Never too Young, Never too Old

My congregation has a wonderful program that pairs sixth graders with an adult mentor. It is a year long program where we meet during Sunday classes and jointly discuss various spiritual topics. Twice during the year we work on a service project. It is a great intergenerational experience that helps the youth connect to more people in the congregation and adults to better understand the youth. I have been fortunate enough to participate in this program for the last three years. Most adults who nervously agree to do this, end the year learning a lot more about their own beliefs and are thoroughly impressed by how much eleven year olds have thought about their own spirituality.

This past Sunday we did an exercise where we stood in the middle of the room and then were asked a question. If you strongly agreed, you moved to the right. Strongly disagree, move to the left. What a visual way to see the vast differences of beliefs in the room. At no point, was everyone in one area. I really felt our UU values in practice. There is no right answer to any of the questions asked - only your beliefs, reached through your own thoughts/study. It is very hard to find many religions where there could be such a diversity of beliefs, yet we still feel connected as a community. After each question and realignment we would have a discussion. It was fascinating to see how people absorbed each others reasoning and maybe readjusted/rethought our beliefs as we reflected on what others said. I found it very important for the youth to realize that even as adults, we are open to experiences and how they may shape our spiritual lives. I hope you never stop looking for your path.

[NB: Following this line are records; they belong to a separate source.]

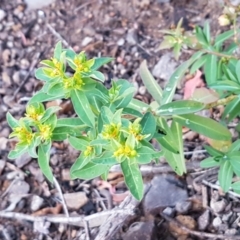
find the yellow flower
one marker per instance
(45, 132)
(111, 131)
(125, 151)
(88, 151)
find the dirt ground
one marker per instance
(128, 31)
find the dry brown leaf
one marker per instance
(49, 210)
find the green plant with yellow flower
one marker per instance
(111, 127)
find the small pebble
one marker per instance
(217, 222)
(218, 206)
(231, 231)
(2, 14)
(36, 203)
(169, 211)
(203, 220)
(120, 42)
(183, 207)
(86, 41)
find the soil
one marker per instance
(128, 31)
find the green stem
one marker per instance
(223, 101)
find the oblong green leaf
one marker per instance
(223, 37)
(198, 64)
(43, 160)
(78, 143)
(180, 107)
(210, 69)
(12, 122)
(148, 124)
(106, 158)
(209, 162)
(98, 62)
(205, 126)
(170, 88)
(133, 177)
(225, 85)
(82, 107)
(236, 187)
(151, 84)
(89, 171)
(225, 175)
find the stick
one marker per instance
(61, 196)
(161, 168)
(56, 34)
(34, 63)
(94, 220)
(116, 220)
(196, 233)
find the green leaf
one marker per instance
(132, 112)
(49, 112)
(235, 146)
(167, 141)
(205, 126)
(43, 160)
(198, 64)
(98, 62)
(41, 75)
(210, 69)
(138, 105)
(225, 85)
(209, 162)
(238, 70)
(70, 122)
(234, 158)
(232, 110)
(18, 151)
(78, 143)
(201, 36)
(176, 129)
(97, 75)
(56, 90)
(79, 163)
(170, 88)
(180, 107)
(43, 97)
(89, 171)
(177, 50)
(58, 51)
(236, 187)
(206, 31)
(106, 158)
(82, 107)
(225, 175)
(133, 178)
(223, 37)
(151, 84)
(148, 124)
(145, 155)
(12, 122)
(212, 151)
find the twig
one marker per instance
(99, 199)
(196, 151)
(93, 220)
(163, 168)
(61, 196)
(215, 186)
(197, 233)
(34, 63)
(116, 220)
(86, 230)
(57, 35)
(83, 5)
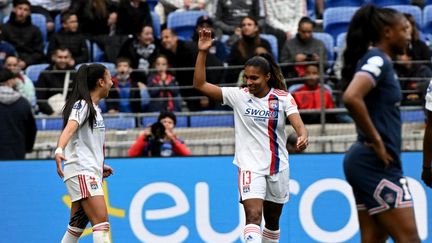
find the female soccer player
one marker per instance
(81, 145)
(372, 165)
(260, 111)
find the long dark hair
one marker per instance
(85, 81)
(364, 31)
(267, 64)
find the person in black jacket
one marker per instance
(23, 35)
(51, 80)
(17, 125)
(69, 37)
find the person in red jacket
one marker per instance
(159, 139)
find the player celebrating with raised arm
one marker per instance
(81, 145)
(260, 111)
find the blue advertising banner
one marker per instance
(192, 199)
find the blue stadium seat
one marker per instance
(121, 123)
(328, 41)
(183, 23)
(182, 121)
(336, 20)
(43, 124)
(212, 121)
(382, 3)
(273, 43)
(427, 19)
(109, 65)
(39, 21)
(343, 3)
(33, 71)
(156, 24)
(415, 11)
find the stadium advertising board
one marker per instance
(191, 200)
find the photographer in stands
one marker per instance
(159, 140)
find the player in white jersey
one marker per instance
(81, 145)
(260, 112)
(427, 140)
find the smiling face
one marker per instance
(256, 81)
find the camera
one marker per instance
(156, 139)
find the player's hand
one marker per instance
(107, 171)
(427, 176)
(381, 152)
(59, 158)
(205, 39)
(302, 143)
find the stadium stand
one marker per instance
(336, 20)
(183, 23)
(328, 41)
(33, 71)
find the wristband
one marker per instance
(58, 151)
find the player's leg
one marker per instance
(370, 230)
(400, 223)
(77, 224)
(252, 191)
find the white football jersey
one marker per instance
(428, 97)
(85, 150)
(260, 128)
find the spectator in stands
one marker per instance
(159, 139)
(132, 16)
(23, 83)
(260, 113)
(142, 51)
(282, 17)
(218, 49)
(182, 54)
(302, 47)
(23, 35)
(244, 48)
(163, 88)
(126, 95)
(69, 37)
(308, 95)
(51, 82)
(414, 77)
(372, 165)
(230, 13)
(17, 125)
(427, 140)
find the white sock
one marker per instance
(271, 236)
(252, 233)
(72, 234)
(101, 233)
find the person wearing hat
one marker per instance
(23, 35)
(17, 126)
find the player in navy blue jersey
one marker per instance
(372, 165)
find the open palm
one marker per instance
(205, 39)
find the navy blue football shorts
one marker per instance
(375, 188)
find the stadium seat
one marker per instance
(427, 19)
(273, 43)
(382, 3)
(182, 121)
(328, 43)
(121, 123)
(212, 121)
(183, 23)
(156, 24)
(336, 20)
(43, 124)
(33, 71)
(343, 3)
(109, 65)
(415, 11)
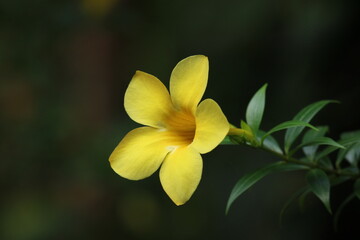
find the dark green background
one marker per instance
(64, 68)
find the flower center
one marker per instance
(181, 127)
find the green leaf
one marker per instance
(227, 141)
(357, 188)
(352, 152)
(286, 125)
(255, 108)
(245, 126)
(250, 179)
(318, 141)
(270, 142)
(310, 151)
(320, 185)
(305, 115)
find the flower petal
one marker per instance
(147, 101)
(180, 174)
(188, 82)
(140, 153)
(211, 126)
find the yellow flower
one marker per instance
(178, 128)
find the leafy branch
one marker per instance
(323, 171)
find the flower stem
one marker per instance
(250, 141)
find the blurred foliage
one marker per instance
(64, 67)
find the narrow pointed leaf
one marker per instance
(250, 179)
(310, 151)
(255, 108)
(270, 142)
(352, 151)
(227, 141)
(305, 115)
(320, 185)
(286, 125)
(318, 141)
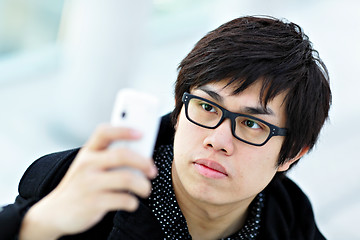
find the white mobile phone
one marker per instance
(140, 111)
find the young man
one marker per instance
(251, 98)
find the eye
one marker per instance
(252, 124)
(207, 107)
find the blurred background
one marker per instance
(61, 63)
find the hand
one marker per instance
(92, 187)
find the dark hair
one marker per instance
(278, 53)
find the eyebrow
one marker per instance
(247, 110)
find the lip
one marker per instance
(210, 169)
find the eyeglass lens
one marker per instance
(209, 115)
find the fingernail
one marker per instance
(135, 133)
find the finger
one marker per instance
(106, 133)
(113, 201)
(125, 180)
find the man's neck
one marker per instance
(210, 221)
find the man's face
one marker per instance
(211, 165)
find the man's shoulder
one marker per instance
(288, 212)
(45, 173)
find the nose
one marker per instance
(221, 138)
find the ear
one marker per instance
(286, 165)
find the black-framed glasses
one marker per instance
(248, 129)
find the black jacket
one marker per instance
(287, 212)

(On a personal note - I am very excited that I will be starting to work part-time in my youngest's Montessori classroom. I don't know how it will work, but I really believe in Montessori education and am excited for the opportunity.)


Shelby Meyerhoff said...

It is important to have adult-children mentorship programs in congregations, and especially programs that explore religious issues (like diversity of belief).

I've played the "Power Shuffle" game that you are describing here in groups of all adults, and all teens, as well as intergenerational groups, and it seems to work well in all of those contexts.

debra said...

I have always loved having my children work with adults. So much wisdom to share. My kids are lucky to live over the stream and through the woods (really) from their grandparents.